- Born: January 14, 1905 La Piedad de Cabadas, Michoacán, Mexico
- Died: September 3, 1961 (aged 56) Mexico City, Mexico
- Other names: Carlos Alvarado-Lang
- Education: Academy of San Carlos
- Known for: printmaking

= Carlos Alvarado Lang =

Mexican printmaker

Carlos Alvarado Lang (January 14, 1905 - September 3, 1961) was a Mexican printmaker and professor. He taught metal engraving and later served as the program director at Academy of San Carlos, from 1929 to 1949.

== Biography ==
Carlos Alvarado Lang was born January 14, 1905, in La Piedad de Cabadas, Michoacán, Mexico. When he was age 14, he began his studies in the National School of Fine Arts (Escuela Nacional de Artes Plásticas de la Universidad Nacional autónoma de México).

Alvarado Lang studied printmaking under engraver Emiliano Valadéz at the Academy of San Carlos (Spanish: Academia de San Carlos, also Escuela Nacional de San Carlos) in Mexico City.
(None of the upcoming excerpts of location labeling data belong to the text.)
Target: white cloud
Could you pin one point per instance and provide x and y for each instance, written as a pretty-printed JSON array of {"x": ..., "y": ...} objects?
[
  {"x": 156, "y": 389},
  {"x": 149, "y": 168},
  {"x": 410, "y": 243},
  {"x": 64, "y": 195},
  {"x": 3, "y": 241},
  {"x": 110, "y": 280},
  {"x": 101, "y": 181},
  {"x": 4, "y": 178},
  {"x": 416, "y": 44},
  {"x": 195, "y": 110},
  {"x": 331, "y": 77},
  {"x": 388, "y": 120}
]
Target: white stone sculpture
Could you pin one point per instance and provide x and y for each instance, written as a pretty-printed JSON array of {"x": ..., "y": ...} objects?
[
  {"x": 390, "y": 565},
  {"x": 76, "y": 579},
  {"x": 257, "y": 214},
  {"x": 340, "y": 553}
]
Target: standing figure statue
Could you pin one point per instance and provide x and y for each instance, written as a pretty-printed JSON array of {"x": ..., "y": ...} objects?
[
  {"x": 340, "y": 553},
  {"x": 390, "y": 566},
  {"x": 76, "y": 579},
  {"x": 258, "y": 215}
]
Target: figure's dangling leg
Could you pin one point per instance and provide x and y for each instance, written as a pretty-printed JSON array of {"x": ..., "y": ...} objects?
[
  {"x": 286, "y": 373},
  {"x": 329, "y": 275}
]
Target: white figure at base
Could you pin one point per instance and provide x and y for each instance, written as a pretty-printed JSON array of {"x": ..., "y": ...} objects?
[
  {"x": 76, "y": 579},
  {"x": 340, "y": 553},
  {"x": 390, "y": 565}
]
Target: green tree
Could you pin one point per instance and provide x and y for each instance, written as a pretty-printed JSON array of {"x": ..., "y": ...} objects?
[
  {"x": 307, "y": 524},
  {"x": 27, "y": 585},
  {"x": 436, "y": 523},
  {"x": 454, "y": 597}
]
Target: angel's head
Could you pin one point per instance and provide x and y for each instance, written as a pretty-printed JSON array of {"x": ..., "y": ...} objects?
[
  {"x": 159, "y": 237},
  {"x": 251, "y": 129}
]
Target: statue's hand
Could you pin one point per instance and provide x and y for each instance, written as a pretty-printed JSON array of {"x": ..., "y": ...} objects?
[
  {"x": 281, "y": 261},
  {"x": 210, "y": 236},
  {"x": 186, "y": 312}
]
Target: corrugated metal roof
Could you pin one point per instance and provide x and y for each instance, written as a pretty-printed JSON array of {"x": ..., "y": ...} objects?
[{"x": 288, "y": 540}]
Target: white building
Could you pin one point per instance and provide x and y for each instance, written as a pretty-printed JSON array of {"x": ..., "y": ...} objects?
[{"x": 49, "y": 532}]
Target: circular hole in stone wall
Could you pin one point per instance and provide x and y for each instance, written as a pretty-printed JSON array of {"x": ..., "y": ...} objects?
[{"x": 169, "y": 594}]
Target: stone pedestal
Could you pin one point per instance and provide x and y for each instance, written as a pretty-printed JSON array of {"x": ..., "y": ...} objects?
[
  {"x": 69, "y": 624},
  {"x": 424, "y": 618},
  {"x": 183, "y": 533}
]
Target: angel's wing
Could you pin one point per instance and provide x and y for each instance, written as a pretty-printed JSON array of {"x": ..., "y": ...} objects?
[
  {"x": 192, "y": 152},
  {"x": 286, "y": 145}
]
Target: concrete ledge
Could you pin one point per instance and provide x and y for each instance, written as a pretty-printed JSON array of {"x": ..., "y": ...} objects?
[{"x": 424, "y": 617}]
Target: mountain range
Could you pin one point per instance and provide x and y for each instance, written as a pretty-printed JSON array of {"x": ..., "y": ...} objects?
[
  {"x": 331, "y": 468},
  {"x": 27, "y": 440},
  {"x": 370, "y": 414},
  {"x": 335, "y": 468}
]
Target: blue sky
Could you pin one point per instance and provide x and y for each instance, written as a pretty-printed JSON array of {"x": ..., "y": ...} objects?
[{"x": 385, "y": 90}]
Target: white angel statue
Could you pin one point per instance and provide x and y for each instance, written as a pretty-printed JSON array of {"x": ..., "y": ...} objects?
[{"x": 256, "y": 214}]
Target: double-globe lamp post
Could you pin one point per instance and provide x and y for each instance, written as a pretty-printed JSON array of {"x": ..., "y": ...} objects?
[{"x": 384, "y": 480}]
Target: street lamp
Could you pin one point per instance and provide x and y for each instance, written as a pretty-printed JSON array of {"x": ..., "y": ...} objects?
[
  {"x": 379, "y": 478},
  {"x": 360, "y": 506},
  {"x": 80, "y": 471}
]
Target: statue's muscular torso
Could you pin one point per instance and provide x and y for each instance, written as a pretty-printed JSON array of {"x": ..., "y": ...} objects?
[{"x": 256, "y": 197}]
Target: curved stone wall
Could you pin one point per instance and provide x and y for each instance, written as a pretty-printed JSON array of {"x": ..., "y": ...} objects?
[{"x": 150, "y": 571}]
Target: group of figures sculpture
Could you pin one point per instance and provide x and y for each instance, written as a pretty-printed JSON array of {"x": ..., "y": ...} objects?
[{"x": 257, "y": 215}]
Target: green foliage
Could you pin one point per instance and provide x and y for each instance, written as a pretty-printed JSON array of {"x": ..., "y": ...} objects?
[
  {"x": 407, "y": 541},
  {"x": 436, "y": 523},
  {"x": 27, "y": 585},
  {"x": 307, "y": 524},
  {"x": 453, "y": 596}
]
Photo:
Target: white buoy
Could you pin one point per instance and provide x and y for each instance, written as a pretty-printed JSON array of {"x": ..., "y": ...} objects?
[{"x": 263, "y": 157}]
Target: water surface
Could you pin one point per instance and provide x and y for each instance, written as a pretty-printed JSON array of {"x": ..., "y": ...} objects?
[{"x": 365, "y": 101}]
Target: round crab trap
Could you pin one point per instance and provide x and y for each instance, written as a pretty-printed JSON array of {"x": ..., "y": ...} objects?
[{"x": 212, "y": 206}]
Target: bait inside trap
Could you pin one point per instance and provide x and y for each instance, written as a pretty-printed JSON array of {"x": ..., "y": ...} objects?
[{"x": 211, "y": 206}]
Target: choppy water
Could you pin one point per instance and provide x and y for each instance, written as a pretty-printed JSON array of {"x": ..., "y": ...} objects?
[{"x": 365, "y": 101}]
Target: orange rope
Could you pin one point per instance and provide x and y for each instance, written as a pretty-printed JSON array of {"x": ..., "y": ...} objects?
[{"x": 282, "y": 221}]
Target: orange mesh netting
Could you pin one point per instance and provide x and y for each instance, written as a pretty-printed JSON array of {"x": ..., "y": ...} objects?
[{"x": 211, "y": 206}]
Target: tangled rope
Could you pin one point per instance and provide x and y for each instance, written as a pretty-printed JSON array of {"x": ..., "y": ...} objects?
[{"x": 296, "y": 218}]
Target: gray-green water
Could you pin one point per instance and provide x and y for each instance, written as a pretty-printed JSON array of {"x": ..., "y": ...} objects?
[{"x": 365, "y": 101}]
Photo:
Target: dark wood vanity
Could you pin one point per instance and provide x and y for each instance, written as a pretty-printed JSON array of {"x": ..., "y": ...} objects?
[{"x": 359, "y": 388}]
In 1929, he followed Emiliano Valadéz on his chair. After the coursework offer at the Academy of San Carlos was expanded in 1930, he got the chair of metal engraving. From 1942 to 1949 he was director of the Academy of San Carlos. He had many notable students, including Lola Cueto.

Posthumously his works were exhibited at the Escuela Nacional de Pintura, Escultura y Grabado "La Esmeralda" (1963); in the Museo de Arte Moderno (1971); the museum of the Palacio de Bellas Artes (1981); and in further notable institutions.

== Collections ==
Alvarado Lang's work is in many public museum collections, including:

- Blanton Museum of Art, Austin, Texas, U.S.
- Brooklyn Museum, Brooklyn, New York City, New York, U.S.
- McNay Art Museum, San Antonio, Texas, U.S.
- Metropolitan Museum of Art, New York City, New York, U.S.